The film is staged with amazing clarity, and while the situation is simple, and some of the events are predictable, the execution of the story delivers a very engaging experience. The only point at which the film falters is during the border crossing from Mexico to the USA. After what the characters have been told, we expect a sewer scene such as the famous one from The Shawshank Redemption. What we get, in comparison, is almost light enough to be laughable, and that is why the difficulties that they do face on this journey cannot be taken very seriously; and yet, their reaction is to be frightened to the point of being paralysed. This scene, stretched beyond its limits, is the only bad chord in an otherwise brilliant piece of work.

El Norte is an excellent film, its journey aspect similar to the one in Michael Winterbottom’s In This World; both films demonstrate the difficulty of international movement, especially when you look or speak in a certain way. As director Gregory Nava’s debut film, which he co-wrote with producer Anna Thomas, the film is consistently entertaining with wonderful characters who want to realise their fantasies. Though it was made 30 years ago, its central assessment of the life of a foreigner from south of the border still seems entirely credible and heartbreaking, and it should serve as a wake-up call to all those anti-immigrant rabblerousers.

Mishima: A Life in Four Chapters (1985)


Paul Schrader
Paul Schrader
Leonard Schrader
Chieko Schrader
Director of Photography: 
John Bailey

Running time: 115 minutes

An extraordinary film about an artist’s desire for political change brought about by his art. The multidimensional way in which the tale presented to us is vibrant but by no means attempts to give a complete picture of the man.

The story is played out in three distinct parts that are woven together throughout the film: present (1970), in colour; past (pre-1970) in black and white; imaginary, in very bright colours. Of course, it is no coincidence that the present and the imaginary are both shown in colour, and by the time the film reaches its climax, the pure expression of Mishima’s ideal that art and action somehow be fused is visualised magnificently onscreen, accompanied by the music of Philip Glass, without whom this film would not have had the same energy.

The film is based on the real-life individual, Yukio Mishima, a writer, director, actor and admirer of the samurai traditions. The content of his own novels forms the backdrops for the episodes in the film. These episodes – the four chapters of the film’s title – are labelled as “Beauty”, “Art”, “Action” and “Harmony of Pen and Sword”.

The different novels on which the film draws, and whose visual representations in the film are nothing short of breathtaking, are The Temple of the Golden Pavilion, Kyoko’s House and Runaway Horses. Naturally, the omission of such a novel in the final part of the film implies that the episode itself, directed by Mishima, is another kind of novel, although he seems to achieve in real life what had eluded him in his fiction: the fusion of words and action.
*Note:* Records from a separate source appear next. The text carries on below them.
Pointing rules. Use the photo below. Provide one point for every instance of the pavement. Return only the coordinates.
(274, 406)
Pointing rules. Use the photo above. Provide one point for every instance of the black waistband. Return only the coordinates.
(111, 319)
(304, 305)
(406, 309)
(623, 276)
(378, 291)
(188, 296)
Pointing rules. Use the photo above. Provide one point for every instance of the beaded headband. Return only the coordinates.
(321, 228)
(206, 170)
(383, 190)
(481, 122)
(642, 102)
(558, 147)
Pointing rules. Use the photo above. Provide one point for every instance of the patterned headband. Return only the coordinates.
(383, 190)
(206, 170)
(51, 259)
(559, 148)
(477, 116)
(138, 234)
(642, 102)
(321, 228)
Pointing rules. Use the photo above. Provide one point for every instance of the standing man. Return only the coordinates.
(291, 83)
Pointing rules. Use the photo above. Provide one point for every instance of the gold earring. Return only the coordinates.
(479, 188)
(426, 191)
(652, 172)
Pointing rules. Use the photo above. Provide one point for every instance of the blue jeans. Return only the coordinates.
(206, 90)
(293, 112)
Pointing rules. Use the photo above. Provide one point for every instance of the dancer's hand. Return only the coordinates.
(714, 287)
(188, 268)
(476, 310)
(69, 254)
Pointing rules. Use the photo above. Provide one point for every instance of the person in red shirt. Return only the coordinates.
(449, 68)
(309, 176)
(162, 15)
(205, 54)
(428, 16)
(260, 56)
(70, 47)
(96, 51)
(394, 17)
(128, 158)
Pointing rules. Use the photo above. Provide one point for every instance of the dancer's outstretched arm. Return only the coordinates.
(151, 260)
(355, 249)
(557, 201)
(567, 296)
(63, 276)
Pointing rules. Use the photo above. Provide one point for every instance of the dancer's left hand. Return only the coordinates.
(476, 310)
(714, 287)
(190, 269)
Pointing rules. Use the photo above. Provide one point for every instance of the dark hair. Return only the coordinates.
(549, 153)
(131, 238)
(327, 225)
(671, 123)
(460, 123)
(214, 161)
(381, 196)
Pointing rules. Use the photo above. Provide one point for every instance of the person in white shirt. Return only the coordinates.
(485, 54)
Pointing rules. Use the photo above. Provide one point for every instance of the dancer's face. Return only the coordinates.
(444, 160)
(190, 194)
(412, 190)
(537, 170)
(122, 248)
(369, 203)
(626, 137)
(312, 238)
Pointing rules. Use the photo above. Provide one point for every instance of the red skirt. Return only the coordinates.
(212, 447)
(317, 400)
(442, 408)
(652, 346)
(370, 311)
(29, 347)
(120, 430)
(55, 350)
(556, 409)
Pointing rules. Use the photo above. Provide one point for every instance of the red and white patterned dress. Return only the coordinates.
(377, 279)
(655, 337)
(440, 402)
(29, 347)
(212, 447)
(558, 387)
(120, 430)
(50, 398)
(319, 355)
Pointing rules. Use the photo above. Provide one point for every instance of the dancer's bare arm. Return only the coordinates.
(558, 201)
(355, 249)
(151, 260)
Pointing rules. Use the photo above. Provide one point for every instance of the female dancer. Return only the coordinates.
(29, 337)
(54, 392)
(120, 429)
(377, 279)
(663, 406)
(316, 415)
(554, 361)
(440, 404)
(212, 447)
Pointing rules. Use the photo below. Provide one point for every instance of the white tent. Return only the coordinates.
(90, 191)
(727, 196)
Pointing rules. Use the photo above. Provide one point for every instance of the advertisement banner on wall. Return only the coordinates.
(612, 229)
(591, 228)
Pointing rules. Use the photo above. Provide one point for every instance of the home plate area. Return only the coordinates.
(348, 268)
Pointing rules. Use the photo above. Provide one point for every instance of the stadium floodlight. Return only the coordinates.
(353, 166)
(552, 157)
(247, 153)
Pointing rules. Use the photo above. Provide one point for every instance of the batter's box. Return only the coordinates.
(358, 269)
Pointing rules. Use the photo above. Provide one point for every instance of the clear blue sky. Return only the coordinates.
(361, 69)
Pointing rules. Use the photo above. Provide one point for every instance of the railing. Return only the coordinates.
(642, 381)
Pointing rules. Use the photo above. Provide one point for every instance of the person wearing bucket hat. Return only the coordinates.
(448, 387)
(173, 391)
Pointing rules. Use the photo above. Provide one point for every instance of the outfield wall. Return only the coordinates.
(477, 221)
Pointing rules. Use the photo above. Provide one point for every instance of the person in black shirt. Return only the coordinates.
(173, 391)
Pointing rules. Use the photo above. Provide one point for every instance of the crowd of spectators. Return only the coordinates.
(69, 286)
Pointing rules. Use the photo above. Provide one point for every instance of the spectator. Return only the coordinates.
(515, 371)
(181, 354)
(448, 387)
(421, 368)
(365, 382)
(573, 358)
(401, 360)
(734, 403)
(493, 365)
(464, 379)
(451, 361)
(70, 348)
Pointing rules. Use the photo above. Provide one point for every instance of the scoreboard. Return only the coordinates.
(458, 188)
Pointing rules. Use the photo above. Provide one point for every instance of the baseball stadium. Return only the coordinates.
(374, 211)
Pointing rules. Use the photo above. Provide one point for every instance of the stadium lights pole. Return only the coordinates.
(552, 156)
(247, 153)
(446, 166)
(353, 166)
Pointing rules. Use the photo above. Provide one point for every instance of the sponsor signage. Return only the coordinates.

Director Paul Schrader’s treatment of Mishima’s sexuality does not aim for sensationalism; on the contrary, it provides one of many points of coherence between the different story lines, and the story lines do sometimes overlap, in the manner of the opening credits sequence of Stephen Daldry’s The Hours (whose soundtrack was also composed by Philip Glass).

While director Paul Schrader took great pains to portray this Japanese story with Japanese actors, performing in Japanese, he opted for an English voice-over because he felt the amount of subtitles would otherwise be unbearable for the viewer. Perhaps this is true, but his solution to the problem – an American voice-over whose speaker pretends to be Mishima – damages the film’s otherwise impeccable handling of the material.

The music, as much a contributing factor as Schrader’s direction, enthuses the viewer even when the thread of the present – and its inevitable conclusion (seppuku, or harakiri: suicide by disembowelment) – might have provoked a very different reaction. And in those closing moments, when the different stories finally culminate, the viewer will recognise that Schrader has a masterful grip on the material and that the transcendent power his main character speaks of during the film is powerfully evoked.